Marci and Duane S. (flame60) from FORT WORTH, TX wrote on 6/22/2007...

7 member(s) found this review helpful.

I really liked this book. I liked the Pray and Love sections better than the Eat section. In fact , I almost didn't finish the book, as the eat section was so long. It was well worth reading. This is definitely, in my opinion, a single woman's book, however.


Rate These Member Reviews

Paulette C. (Paulette) from CEDAR RAPIDS, IA wrote on 7/24/2008...


I felt like I was on a spiritual journey right along with the author!

Danielle A. (Adomaitis) from NEW ORLEANS, LA wrote on 7/11/2008...


This is absolutely my favorite book on this planet.

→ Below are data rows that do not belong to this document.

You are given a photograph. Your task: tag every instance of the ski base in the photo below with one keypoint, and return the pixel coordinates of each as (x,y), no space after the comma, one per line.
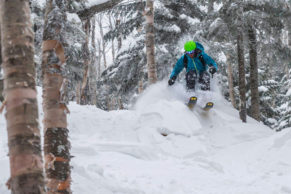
(192,102)
(208,106)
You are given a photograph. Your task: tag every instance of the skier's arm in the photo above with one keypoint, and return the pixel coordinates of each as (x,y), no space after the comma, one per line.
(209,61)
(178,67)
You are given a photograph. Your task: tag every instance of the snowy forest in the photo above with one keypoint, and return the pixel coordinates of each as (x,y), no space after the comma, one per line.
(86,106)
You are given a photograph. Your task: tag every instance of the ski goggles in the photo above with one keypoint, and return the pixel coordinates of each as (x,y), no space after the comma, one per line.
(190,52)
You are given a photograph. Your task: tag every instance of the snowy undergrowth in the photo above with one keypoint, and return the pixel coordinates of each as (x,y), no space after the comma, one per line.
(123,152)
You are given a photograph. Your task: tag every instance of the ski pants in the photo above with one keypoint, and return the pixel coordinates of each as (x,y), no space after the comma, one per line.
(203,79)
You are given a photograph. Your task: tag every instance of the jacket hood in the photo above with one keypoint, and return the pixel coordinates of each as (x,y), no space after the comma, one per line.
(199,46)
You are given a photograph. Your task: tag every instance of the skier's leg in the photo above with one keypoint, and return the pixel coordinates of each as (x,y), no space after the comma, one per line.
(204,80)
(190,79)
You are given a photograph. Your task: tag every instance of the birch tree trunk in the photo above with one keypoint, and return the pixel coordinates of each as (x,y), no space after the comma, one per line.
(119,38)
(112,41)
(255,99)
(99,20)
(56,143)
(85,98)
(93,70)
(210,6)
(99,58)
(230,81)
(150,41)
(241,72)
(26,164)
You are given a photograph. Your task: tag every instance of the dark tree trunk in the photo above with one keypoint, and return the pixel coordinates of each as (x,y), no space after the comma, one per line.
(242,82)
(56,143)
(255,99)
(26,164)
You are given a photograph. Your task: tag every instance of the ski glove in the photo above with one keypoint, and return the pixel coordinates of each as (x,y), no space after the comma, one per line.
(172,80)
(212,70)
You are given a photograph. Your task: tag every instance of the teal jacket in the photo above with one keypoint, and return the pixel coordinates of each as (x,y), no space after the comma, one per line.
(194,63)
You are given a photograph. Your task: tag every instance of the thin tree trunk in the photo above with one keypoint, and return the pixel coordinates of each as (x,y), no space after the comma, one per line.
(112,41)
(26,164)
(210,6)
(255,99)
(99,20)
(230,82)
(56,143)
(85,98)
(99,59)
(119,38)
(93,70)
(241,71)
(150,41)
(140,86)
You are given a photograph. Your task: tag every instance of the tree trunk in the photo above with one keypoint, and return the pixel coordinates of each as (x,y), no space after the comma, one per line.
(85,96)
(242,82)
(140,86)
(26,164)
(150,42)
(99,59)
(119,38)
(56,143)
(230,81)
(93,70)
(210,6)
(255,99)
(99,20)
(112,41)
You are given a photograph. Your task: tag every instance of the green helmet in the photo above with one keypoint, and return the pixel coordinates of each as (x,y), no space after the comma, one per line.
(190,46)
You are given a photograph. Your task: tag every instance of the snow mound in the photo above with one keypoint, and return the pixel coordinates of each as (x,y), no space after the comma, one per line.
(161,147)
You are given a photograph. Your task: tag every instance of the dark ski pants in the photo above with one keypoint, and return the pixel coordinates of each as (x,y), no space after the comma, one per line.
(203,79)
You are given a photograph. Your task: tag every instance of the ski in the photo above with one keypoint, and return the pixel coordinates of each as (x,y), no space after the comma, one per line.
(192,101)
(208,106)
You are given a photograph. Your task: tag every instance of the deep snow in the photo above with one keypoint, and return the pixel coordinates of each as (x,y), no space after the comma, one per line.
(123,152)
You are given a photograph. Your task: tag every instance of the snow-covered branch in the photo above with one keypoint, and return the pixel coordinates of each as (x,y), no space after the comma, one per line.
(97,8)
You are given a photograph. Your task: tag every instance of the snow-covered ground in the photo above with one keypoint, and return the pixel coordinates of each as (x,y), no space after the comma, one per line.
(123,152)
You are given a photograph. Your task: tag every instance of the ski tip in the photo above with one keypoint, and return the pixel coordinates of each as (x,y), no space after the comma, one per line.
(193,98)
(208,106)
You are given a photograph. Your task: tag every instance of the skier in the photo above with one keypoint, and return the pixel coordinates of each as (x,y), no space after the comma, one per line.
(196,62)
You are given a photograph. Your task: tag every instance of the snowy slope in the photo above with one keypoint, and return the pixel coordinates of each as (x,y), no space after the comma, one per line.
(123,152)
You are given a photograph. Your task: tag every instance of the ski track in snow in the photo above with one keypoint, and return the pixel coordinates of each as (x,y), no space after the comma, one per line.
(123,152)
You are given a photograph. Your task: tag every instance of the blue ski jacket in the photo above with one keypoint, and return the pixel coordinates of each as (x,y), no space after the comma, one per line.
(194,63)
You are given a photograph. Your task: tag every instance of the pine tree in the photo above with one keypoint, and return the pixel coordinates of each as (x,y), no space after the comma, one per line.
(20,93)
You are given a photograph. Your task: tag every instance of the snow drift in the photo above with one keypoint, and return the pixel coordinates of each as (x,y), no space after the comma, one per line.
(124,152)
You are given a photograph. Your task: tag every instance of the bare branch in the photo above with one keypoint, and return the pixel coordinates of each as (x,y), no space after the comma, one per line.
(90,11)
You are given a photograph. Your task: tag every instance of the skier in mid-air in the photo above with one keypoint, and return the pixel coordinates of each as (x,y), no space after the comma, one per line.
(196,62)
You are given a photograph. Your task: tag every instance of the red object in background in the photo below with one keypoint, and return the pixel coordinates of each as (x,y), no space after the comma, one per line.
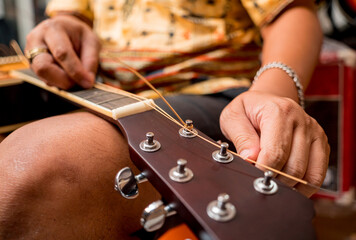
(331,99)
(352,4)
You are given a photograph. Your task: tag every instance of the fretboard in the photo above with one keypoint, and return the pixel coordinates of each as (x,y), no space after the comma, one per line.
(106,100)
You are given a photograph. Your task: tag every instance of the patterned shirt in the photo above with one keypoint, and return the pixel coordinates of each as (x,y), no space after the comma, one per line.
(180,46)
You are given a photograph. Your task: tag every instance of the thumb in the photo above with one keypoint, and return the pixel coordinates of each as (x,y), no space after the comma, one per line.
(90,53)
(236,126)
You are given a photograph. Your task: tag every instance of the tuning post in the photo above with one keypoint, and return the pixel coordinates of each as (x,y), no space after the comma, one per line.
(222,155)
(181,173)
(188,131)
(150,145)
(154,215)
(266,185)
(127,183)
(221,210)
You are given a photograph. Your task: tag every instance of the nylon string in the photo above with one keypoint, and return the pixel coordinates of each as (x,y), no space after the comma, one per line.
(182,124)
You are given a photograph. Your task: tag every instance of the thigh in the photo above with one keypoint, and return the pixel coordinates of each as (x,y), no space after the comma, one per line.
(57,179)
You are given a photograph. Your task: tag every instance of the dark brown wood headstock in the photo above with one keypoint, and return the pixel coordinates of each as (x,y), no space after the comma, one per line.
(284,215)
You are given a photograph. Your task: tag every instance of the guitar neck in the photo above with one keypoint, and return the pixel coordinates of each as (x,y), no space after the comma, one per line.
(283,215)
(105,100)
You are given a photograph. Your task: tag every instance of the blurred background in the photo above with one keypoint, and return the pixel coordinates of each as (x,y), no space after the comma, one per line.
(330,98)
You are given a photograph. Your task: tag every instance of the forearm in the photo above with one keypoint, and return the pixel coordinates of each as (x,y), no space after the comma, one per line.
(294,39)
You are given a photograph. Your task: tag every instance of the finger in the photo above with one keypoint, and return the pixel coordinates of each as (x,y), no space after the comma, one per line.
(45,67)
(64,54)
(277,128)
(89,54)
(299,155)
(43,64)
(317,165)
(238,129)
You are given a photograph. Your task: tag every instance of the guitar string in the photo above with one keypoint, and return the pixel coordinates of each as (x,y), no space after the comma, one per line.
(147,83)
(165,114)
(182,124)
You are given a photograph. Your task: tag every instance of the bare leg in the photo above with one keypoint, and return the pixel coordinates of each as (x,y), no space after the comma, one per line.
(57,181)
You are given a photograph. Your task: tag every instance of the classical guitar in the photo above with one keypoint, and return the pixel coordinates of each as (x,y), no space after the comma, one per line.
(218,194)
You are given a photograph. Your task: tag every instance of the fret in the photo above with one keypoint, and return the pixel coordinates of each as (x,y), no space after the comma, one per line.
(105,99)
(109,102)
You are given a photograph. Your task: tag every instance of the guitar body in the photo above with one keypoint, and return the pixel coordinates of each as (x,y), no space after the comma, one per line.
(283,215)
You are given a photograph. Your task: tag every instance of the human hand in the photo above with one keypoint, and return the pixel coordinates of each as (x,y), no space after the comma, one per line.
(276,132)
(73,52)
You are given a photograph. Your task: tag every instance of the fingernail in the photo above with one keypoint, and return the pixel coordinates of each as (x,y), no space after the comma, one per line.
(85,83)
(245,153)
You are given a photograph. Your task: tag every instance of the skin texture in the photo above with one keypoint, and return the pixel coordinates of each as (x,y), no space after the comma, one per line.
(59,184)
(59,172)
(266,124)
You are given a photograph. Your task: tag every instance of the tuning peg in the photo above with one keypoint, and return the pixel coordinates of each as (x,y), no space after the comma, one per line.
(154,215)
(150,145)
(181,173)
(127,183)
(221,210)
(188,131)
(222,155)
(266,185)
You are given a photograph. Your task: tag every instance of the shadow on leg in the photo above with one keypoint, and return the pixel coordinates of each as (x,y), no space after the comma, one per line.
(57,181)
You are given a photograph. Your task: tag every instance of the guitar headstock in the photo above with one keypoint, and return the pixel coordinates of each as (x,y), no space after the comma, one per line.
(284,214)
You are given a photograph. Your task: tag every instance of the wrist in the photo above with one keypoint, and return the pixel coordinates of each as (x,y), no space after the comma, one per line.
(279,79)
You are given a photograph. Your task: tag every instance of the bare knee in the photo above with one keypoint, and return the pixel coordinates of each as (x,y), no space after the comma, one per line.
(60,171)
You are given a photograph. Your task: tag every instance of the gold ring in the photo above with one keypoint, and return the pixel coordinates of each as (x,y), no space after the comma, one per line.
(32,53)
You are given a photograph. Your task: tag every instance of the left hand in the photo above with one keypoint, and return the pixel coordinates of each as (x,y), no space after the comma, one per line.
(276,131)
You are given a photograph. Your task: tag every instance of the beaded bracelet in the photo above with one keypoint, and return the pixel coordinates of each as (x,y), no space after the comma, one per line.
(290,73)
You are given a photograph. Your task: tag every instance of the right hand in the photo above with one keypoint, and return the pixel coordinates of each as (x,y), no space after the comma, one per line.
(73,52)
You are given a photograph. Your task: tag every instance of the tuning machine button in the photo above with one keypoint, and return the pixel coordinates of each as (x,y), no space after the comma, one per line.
(150,145)
(221,210)
(127,183)
(181,173)
(188,131)
(154,215)
(222,155)
(266,185)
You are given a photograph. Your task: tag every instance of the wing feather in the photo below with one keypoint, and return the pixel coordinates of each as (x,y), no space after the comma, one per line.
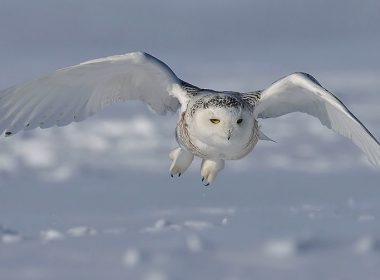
(77,92)
(300,92)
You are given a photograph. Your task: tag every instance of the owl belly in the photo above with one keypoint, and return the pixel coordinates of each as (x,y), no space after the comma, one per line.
(216,148)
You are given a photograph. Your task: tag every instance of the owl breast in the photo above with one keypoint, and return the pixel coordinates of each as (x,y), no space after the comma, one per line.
(227,150)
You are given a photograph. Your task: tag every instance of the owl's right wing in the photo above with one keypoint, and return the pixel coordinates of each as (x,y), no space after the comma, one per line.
(300,92)
(77,92)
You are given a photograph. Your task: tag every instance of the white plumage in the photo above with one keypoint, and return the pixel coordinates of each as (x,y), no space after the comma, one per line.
(213,125)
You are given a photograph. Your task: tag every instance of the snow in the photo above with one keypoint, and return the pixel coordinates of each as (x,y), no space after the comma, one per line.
(150,226)
(94,200)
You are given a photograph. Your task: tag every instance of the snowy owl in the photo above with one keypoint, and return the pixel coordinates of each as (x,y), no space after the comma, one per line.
(213,125)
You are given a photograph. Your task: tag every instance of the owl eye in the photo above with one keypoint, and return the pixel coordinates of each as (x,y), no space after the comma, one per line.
(215,121)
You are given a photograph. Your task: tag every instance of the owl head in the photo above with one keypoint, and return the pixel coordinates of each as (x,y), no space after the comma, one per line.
(221,120)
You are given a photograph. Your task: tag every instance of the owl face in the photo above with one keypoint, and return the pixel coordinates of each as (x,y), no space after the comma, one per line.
(224,125)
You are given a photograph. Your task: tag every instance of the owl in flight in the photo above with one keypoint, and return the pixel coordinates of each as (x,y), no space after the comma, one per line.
(213,125)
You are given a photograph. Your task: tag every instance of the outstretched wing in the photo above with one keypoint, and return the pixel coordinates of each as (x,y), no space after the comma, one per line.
(77,92)
(300,92)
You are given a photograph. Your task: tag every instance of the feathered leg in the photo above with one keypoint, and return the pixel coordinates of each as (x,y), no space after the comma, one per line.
(181,160)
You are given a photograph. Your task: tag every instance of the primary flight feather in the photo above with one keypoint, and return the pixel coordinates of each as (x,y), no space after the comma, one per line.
(213,125)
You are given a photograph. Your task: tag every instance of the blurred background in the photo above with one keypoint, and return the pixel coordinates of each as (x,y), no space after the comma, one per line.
(111,171)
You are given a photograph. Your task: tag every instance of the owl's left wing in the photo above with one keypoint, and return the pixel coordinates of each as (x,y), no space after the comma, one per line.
(300,92)
(77,92)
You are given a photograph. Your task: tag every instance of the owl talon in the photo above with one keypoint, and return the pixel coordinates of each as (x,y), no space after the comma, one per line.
(209,170)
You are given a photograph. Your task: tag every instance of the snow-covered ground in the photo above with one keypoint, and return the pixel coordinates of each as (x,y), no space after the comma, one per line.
(94,200)
(137,225)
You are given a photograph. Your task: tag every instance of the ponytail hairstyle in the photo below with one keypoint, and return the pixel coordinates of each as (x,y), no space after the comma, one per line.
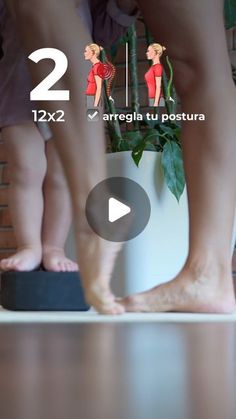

If you have ever been bit by the travel bug, add this book to your wishlist. It's a MUST!

Paige M. (qualitybookswap) from PORT ORCHARD, WA wrote on 7/10/2008...


This book is about an early thirties woman, trying to find herself and her spirituality while traveling to Italy, India and Bali. I absolutely loved this book (I am also in my early thirties and lived vicariously though her travels to two places on my list of I wanna go there's). She's kind of a trip, often shocking, spicy, funny and continually candid. I fell in love with the cover of the book the first time I saw it, new I had to read it, got it and could barely put the thing down. Like a good glass of wine for the early thirties womans soul, this book, so so good! (And she'll have your mouth watering for some real Italian pizza!)